The fungi, all relatives of a kingdom that provide the world with its antibiotics, may even drive the whole beetle/tree system. Without them, the beetles have no nutrition. After they kill a tree, bark beetles also turn it into a temporary fungal garden to feed their young.

Bark beetles also share a number of similarities with human empires. They lie dormant for a long time and then quickly explode across the landscape. Once they've expanded their empire and eaten themselves out of house and home, they retreat and collapse. (But no human empire can re-engineer an entire landscape as quickly as a bark beetle.) They, too, attack in highly coordinated swarms. Watching a thousand beetles hit a pine tree is like watching a medieval army besiege a castle, but with one difference. The tree, a carbon castle, usually falls in a day.

Foolish humans

Just about everything that governments and the logging industry have done to stop the beetle have made the problem worse. In B.C., massive clear cuts ruined watersheds, damaged roads, lessened forest diversity and impoverished communities by high grading non-pine species from the landscape. Government policy that lowered stumpage fees from $25 to 25 cents a cubic meter (allegedly to reduce fire hazards or to salvage beetle kill) ultimately impoverished the owners of the resource (the people of B.C.) and enriched a few corporations.
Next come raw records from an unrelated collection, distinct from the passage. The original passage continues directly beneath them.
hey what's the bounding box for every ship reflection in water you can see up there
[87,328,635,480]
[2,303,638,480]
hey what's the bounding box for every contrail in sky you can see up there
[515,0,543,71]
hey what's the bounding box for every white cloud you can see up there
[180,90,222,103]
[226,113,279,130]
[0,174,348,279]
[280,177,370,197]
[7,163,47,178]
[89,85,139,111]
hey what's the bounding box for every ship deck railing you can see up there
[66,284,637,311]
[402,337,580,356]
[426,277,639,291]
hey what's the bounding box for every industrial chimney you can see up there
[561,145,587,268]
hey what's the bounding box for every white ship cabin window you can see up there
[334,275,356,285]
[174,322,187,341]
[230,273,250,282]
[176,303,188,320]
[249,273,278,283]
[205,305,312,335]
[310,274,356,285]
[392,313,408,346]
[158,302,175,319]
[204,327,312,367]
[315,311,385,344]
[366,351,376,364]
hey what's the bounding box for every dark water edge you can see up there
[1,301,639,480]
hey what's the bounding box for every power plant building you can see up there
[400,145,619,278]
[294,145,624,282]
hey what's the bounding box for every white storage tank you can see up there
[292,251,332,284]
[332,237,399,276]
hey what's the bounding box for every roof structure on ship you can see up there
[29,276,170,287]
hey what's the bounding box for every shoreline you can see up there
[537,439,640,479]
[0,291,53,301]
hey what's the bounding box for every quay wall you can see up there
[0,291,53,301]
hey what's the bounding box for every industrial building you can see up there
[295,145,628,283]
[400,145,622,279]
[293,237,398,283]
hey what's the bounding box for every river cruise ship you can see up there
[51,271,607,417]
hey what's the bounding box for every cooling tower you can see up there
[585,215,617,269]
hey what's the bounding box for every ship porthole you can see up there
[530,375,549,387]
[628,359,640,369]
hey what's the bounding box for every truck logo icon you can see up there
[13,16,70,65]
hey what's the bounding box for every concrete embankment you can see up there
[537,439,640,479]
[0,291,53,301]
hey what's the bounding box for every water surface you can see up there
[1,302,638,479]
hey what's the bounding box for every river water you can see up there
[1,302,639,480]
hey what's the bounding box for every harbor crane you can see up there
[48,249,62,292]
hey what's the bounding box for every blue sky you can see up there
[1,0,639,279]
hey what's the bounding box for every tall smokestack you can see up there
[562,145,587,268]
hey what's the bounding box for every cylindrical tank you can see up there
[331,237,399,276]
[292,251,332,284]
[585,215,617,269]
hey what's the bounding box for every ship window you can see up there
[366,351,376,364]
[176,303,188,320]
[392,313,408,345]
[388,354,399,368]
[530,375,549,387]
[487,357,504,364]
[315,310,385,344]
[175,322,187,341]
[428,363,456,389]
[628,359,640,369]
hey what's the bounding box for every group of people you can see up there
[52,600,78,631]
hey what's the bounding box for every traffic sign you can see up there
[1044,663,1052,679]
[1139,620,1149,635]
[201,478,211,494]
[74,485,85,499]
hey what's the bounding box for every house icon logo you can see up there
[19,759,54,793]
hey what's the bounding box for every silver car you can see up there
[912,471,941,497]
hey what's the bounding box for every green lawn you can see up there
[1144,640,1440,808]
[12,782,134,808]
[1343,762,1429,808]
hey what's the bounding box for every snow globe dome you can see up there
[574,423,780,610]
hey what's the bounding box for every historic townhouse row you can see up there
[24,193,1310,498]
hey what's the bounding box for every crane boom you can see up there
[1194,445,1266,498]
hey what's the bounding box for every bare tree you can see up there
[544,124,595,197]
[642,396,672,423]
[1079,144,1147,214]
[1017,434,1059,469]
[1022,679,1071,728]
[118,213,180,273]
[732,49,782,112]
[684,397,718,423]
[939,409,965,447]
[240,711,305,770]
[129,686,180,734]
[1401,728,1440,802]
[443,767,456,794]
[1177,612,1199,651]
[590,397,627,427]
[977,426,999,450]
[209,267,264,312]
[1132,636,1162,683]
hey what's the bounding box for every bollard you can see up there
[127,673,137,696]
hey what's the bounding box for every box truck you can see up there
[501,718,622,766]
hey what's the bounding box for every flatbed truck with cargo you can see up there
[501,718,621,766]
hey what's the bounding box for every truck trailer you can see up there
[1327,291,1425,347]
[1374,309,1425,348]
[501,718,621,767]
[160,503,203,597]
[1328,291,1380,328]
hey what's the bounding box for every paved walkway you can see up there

Instead of using the crisis as an opportunity to restructure a badly concentrated industry, the government continued with business as usual: it bailed out the big guys and let the little guys fail. But smart government (truly an oxymoron these days) would have reshaped the timber industry and its monster tree leases into community-based forests and smaller, more labor-intensive firms that added value to the resource. But that's real beetle proofing, and it never happened.